* Aunque el “piadoso” Kant no fuera ateo, sí negó la posibilidad de la razón para llegar a la afirmación de Dios, juntando de alguna manera un ateísmo racional con un teísmo voluntarístico. De él viene la idea de la “muerte de Dios”, extraña hasta entonces en la cultura occidental, así como la doctrina de la incapacidad de la humana razón para acceder al conocimiento de Dios. Puede que su esquema de pensamiento resuma bastante bien lo que es el planteamiento del hombre moderno occidental.
* Para entender la filosofía de Kant (y no pretendo entrar en demasiadas complicaciones) es necesario recordar que, alejado de la filosofía medieval, se movió siempre dentro del espíritu de la Ilustración. Su base es la ciencia de Newton y la metafísica de Wolff. Pero el racionalismo ilustrado nace en realidad de una idea, no de la realidad del ser: de una idea original de la que derivar todo lo demás, mediante el método matemático-analítico como paradigma de todo conocimiento humano. Según lo cual, el entendimiento queda recluido al ámbito de la experiencia y la razón anulada en su posible ascenso a la trascendencia.
* El filósofo alemán parte, pues, de puros conceptos analítico-matemáticos, con la premisa racionalista según la cual es verdadero todo concepto que no encierra en sí contradicción alguna. Según esto, el concepto de Dios tiene las de perder pues, como decía Nicolás de Cusa, la idea de Dios es una “coincidencia de todos los opuestos”; además partiendo del concepto puro jamás se puede llegar a la realidad objetiva, esa de la experiencia. Así pues, y se mire por donde se mire, el espíritu humano no puede pensar fuera de sí mismo: cuanto conoce lo conoce por sus ideas.

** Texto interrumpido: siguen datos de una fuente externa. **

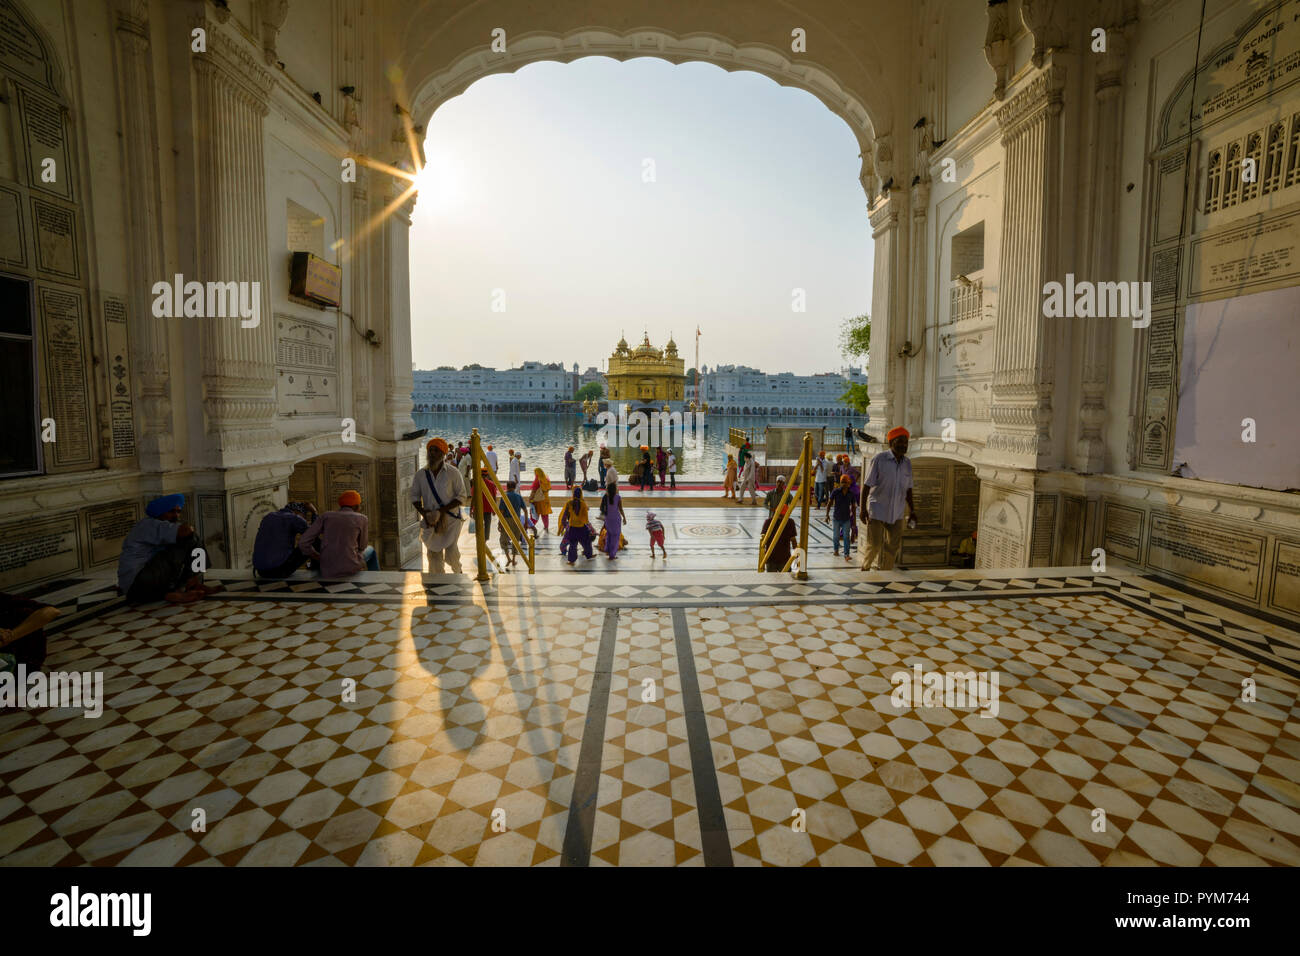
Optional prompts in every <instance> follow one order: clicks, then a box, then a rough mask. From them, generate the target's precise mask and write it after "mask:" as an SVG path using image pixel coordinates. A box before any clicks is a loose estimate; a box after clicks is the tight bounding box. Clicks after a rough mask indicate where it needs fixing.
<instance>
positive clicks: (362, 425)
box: [344, 166, 374, 434]
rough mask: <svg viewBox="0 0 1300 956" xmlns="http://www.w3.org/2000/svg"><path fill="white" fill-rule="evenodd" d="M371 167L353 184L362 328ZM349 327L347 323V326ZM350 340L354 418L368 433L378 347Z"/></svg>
mask: <svg viewBox="0 0 1300 956" xmlns="http://www.w3.org/2000/svg"><path fill="white" fill-rule="evenodd" d="M372 178H373V177H372V176H370V173H369V170H367V169H365V168H364V166H357V170H356V182H355V183H352V237H351V241H350V242H348V243H347V250H348V252H347V256H348V258H347V261H348V269H350V271H351V284H352V285H351V294H352V316H354V317H355V319H356V324H357V326H360V328H361V329H369V328H370V304H369V303H370V299H369V297H370V256H372V248H373V234H372V235H367V237H364V238H359V237H361V234H363V233H364V232H365V230H367V228H368V224H369V221H370V207H369V195H370V194H369V186H370V179H372ZM344 328H347V326H344ZM348 341H351V343H352V418H354V419H356V424H357V428H359V429H360V431H361V432H364V433H365V434H373V433H374V421H373V420H372V418H370V376H372V371H370V365H372V362H370V359H372V354H373V352H374V347H373V346H372V345H370V343H369V342H365V341H364V339H363V338H361V337H360V336H357V334H355V333H351V334H348Z"/></svg>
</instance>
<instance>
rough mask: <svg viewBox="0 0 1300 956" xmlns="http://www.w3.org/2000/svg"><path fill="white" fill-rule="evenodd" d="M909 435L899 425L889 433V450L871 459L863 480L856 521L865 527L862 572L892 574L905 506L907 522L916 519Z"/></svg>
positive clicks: (885, 438) (902, 519)
mask: <svg viewBox="0 0 1300 956" xmlns="http://www.w3.org/2000/svg"><path fill="white" fill-rule="evenodd" d="M910 437H911V436H910V434H909V432H907V429H906V428H902V427H901V425H900V427H898V428H893V429H891V431H889V434H887V436H885V440H887V441H888V442H889V450H888V451H881V453H880V454H878V455H876V457H875V458H872V459H871V467H870V468H868V470H867V475H866V477H865V479H862V506H861V510H859V511H858V515H859V520H862V522H866V524H867V546H866V548H865V549H863V550H862V570H863V571H870V570H872V564H875V566H876V570H880V571H892V570H893V566H894V563H896V562H897V561H898V554H900V553H901V551H902V527H904V506H905V505H906V509H907V518H909V520H915V518H917V509H915V506H914V505H913V501H911V462H910V460H907V440H909V438H910Z"/></svg>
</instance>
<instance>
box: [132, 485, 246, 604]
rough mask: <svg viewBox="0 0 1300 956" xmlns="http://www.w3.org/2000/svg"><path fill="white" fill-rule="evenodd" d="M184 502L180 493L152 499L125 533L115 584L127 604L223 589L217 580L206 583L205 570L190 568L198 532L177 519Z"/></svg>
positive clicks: (180, 515)
mask: <svg viewBox="0 0 1300 956" xmlns="http://www.w3.org/2000/svg"><path fill="white" fill-rule="evenodd" d="M183 507H185V496H183V494H166V496H162V497H161V498H155V499H153V501H151V502H149V503H148V505H146V506H144V514H146V518H142V519H140V520H138V522H136V523H135V527H133V528H131V529H130V531H129V532H126V540H125V541H122V553H121V555H120V557H118V559H117V588H118V591H121V592H122V593H123V594H125V596H126V602H127V604H148V602H151V601H162V600H166V601H169V602H172V604H191V602H192V601H200V600H203V598H204V597H207V596H208V594H214V593H216V592H218V591H221V585H220V584H212V585H207V584H204V583H203V574H201V572H200V571H195V570H194V557H195V555H194V551H195V549H199V548H200V545H199V536H198V535H195V533H194V527H192V525H188V524H181V509H183Z"/></svg>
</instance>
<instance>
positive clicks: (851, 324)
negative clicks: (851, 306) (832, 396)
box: [840, 312, 871, 414]
mask: <svg viewBox="0 0 1300 956" xmlns="http://www.w3.org/2000/svg"><path fill="white" fill-rule="evenodd" d="M870 354H871V316H870V315H867V313H866V312H863V313H862V315H858V316H854V317H852V319H845V320H844V321H842V323H840V355H842V356H844V358H845V359H846V360H848V362H853V360H854V359H862V364H863V365H866V364H867V359H868V356H870ZM840 401H841V402H844V403H845V405H846V406H849V407H850V408H853V410H854V411H855V412H859V414H866V411H867V406H868V405H870V403H871V399H870V398H867V386H866V385H862V384H857V382H850V384H849V388H848V389H845V392H844V394H842V395H840Z"/></svg>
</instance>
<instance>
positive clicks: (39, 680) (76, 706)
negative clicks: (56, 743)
mask: <svg viewBox="0 0 1300 956" xmlns="http://www.w3.org/2000/svg"><path fill="white" fill-rule="evenodd" d="M0 708H81V709H82V710H85V713H86V717H90V718H96V717H99V715H101V714H103V713H104V675H103V674H101V672H100V671H52V672H49V674H45V672H44V671H39V670H36V671H31V672H30V674H29V672H27V665H25V663H19V665H18V667H17V669H16V670H13V671H5V672H3V674H0Z"/></svg>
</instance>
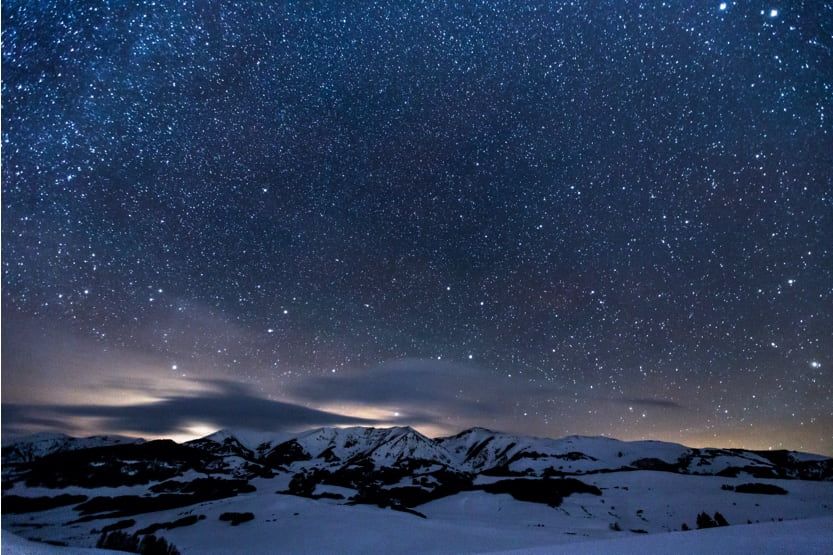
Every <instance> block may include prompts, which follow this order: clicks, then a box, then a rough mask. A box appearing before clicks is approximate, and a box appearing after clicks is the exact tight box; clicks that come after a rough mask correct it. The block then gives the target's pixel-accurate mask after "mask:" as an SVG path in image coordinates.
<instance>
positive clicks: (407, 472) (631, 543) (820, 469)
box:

* Con Kant parece como si un muro insalvable se hubiera levantado entre la apariencia en el mundo y su realidad. El principio metafísico de la causalidad, uno de los pilares fundamentales en la estructura de las pruebas tomistas para la demostración de Dios, es convertido en uno de los esquemas subjetivos del pensamiento humano y no en un puente incomparable de acceso a la realidad. Según esto, las pruebas tradicionales de la teología natural se tornan inútiles, por ser absurdas e ininteligibles.
* Con todo, Kant no niega la existencia de Dios sino su accesibilidad racional. De la metafísica pasa al dominio de la ética, para su afirmación, edificada sobre el postulado de un Ser Supremo. Ante la incapacidad de la razón recurre al imperativo práctico de la voluntad, haciendo de la religión, últimamente, una conducta moral, cuya ley autónoma viene definida por el deber puro en la realización del bien supremo. Dios existe, porque así lo exige la felicidad del hombre; pero no se puede asegurar, racionalmente, esta creencia.
* Pronto vendrán otros pensadores que llevarán más lejos las consecuencias de estas premisas iniciales (Fichte, Hegel y Schelling, entre otros). La fe será sustituida por la filosofía y la libertad de la razón; una libertad que elimina cualquier autoridad dogmática o teológica e incluso moral; en esta autonomía, el hombre no necesita la tutela de ninguna religión pues se basta la naturaleza misma y su destino. Una de las consecuencias de este “iluminismo deísta” es que, sin negar teóricamente a Dios, lo recluye a una región inaccesible que ya nada tiene que ver con el discurrir del mundo. Sin providencia, Dios va perdiendo interés para la vida del hombre que se ve conducido, en su proceder autónomo, a una religión más intimista y a una moral de tipo naturalista. Dios se convierte, poco a poco en objeto de una experiencia fideísta, sin contenido dogmático alguno pero sobrecargado de emociones.
*El hombre influenciado por este modo de pensar no termina de conocer realmente el misterio de la fe, el misterio de Dios y, me atrevería a decir, que tampoco el misterio de la razón: ser hombre significa asumir la propia limitación reconociendo en ella, en la contingencia personal, una resonancia singular de lo divino. Terriblemente vulnerable e incapaz de dar respuesta a su anhelo de autonomía plena, puede el hombre olfatear el absoluto perfectísimo de Dios, atisbado en su particular inacabamiento y defección. Frente a semejante decepción, y a fin de no ser calificados de ingenuos, insistamos afirmando que si bien la razón humana es audaz y capaz de penetrar –discurriendo- en las entrañas del ser, es también esencialmente limitada. Tan erróneo es afirmar que la razón ni sabe ni puede saber nada de la realidad o de Dios, como sostener que puede saberlo todo con absoluta claridad.